[XML-SIG] Handling of character entity references
Mike Brown
mike@skew.org
Tue, 27 May 2003 03:40:00 -0600
Tamito KAJIYAMA wrote:
>Mike Brown <mike@skew.org> writes:
>|
>| You said you're using SAX to produce HTML from XML, so I assume the XML
>| parser is calling the event handler methods in your ContentHandler. When
>| ContentHandler.characters() is called by the parser to notify your
>| application about character data, a Unicode string is passed as the
>| content argument (as long as expat is your underlying parser). This is
>| probably not how it worked when your application was originally written,
>| prior to the omnipresence of Unicode in Python.
>|
>| Whatever mechanism you are using to produce HTML (I'm not going to guess
>| how you're doing that) will be running the Unicode string through an
>| encoder, perhaps just using the built-in encode() method on the Unicode
>| string object, to produce EUC-JP or ISO-2022-JP byte strings for output.
>|
>| Of course this isn't automatic, but my point is that (hopefully) your
>| HTML-producing SAX application will be written (by you) such that it
>| does do the encoding (at the last step before output, preferably), and
>| will be smart enough (because you wrote it that way) to write character
>| references when the codec doesn't handle a particular Unicode character.
>
>Hmm, I've still missed the point. Do you mean that there is a
>codec with an error handling scheme that translates undefined
>characters into appropriate character references?
>
No.
> The SAX
>application of mine does not have (of course) such a mechanism
>that would "write character references when the codec doesn't
>handle a particular Unicode character," since it does not rely
>on Unicode support at all.
>
>
And that's a problem now, as your script below demonstrates
>Let me make the discussion a bit more concrete.
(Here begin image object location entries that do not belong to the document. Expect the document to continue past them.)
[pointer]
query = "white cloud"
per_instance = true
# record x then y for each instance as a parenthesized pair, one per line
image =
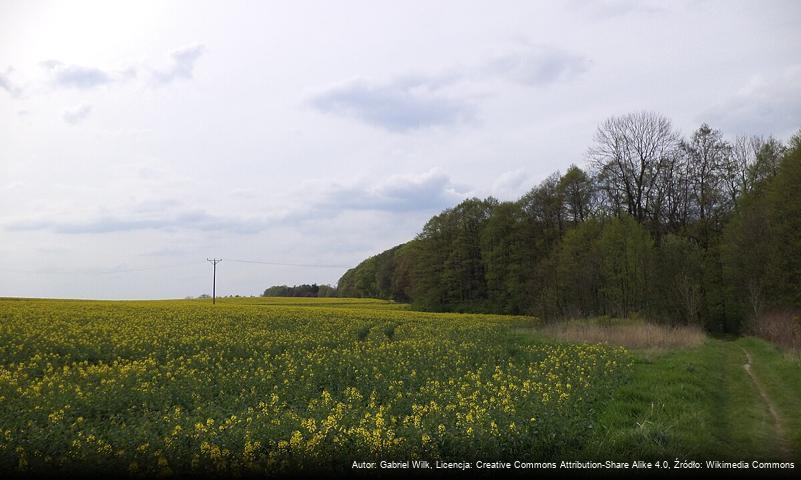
(9, 85)
(76, 115)
(181, 66)
(413, 102)
(766, 105)
(77, 76)
(399, 105)
(539, 65)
The following
>script effectively reproduces the problem that I encountered.
>(I rewrote the same conversion logic in SAX2.)
>
>--------------------------------------------------------------
>import StringIO, string
>
>from xml.sax import saxutils, sax2exts
>
>class MyHandler(saxutils.DefaultHandler):
> def characters(self, content):
> if string.strip(content):
> print "DEBUG:", repr(content)
> print content
>
>DOC = """\
><?xml version="1.0" encoding="EUC-JP" ?>
><!DOCTYPE doc [
><!ENTITY eacute "é">
>]>
><doc>
><p>Isto é uma caneta.</p>
><p>\244\263\244\354\244\317\245\332\245\363\244\307\244\271\241\243</p>
></doc>
>"""
>
>parser = sax2exts.make_parser(["xml.sax.drivers2.drv_xmlproc"])
>parser.setContentHandler(MyHandler())
>parser.parse(StringIO.StringIO(DOC))
>--------------------------------------------------------------
>
>In Python 1.5.2, the method ContentHandler.characters() ends up
>receiving byte strings in both EUC-JP and Latin-1 encodings.
>That's why I had to reinvent the wheel (namely, the "char" tag).
>
>
Right.
>On the other hand, in Python 2.x, the script will raise an error
>like this:
>
>UnicodeEncodeError: 'ascii' codec can't encode character '\ue9' in position 0: ordinal not in range(128)
>
>AFAIK, the standard "ascii" codec does not have such a nifty
>feature that would automatically translate unknown characters
>into appropriate character references. So, I can't see what you
>meant in the last paragraph quoted above. Could you please
>elaborate your assumption in the last paragraph? (What I'm
>afraid is that I might miss something new and important in
>recent versions of Python and PyXML.)
>
>
I am trying to say that your application does not have to rely on your
'char' tag hack under Python 2.x because you are now *able* to write it
in such a way that it doesn't do something foolish like "print content"
when content is a Unicode string and sys.stdout is an ASCII console. :)
For example, if you change that print to
print ''.join([c.encode('ascii', 'ignore') or "&#%d;" % ord(c) for c in
content])
then you will at least be able to see it on your terminal, serialized
with all non-ASCII characters represented by NCRs.
If you were writing to a file rather than sys.stdout, you would want to
change the 'ascii' in the line to 'EUC-JP' or whatever.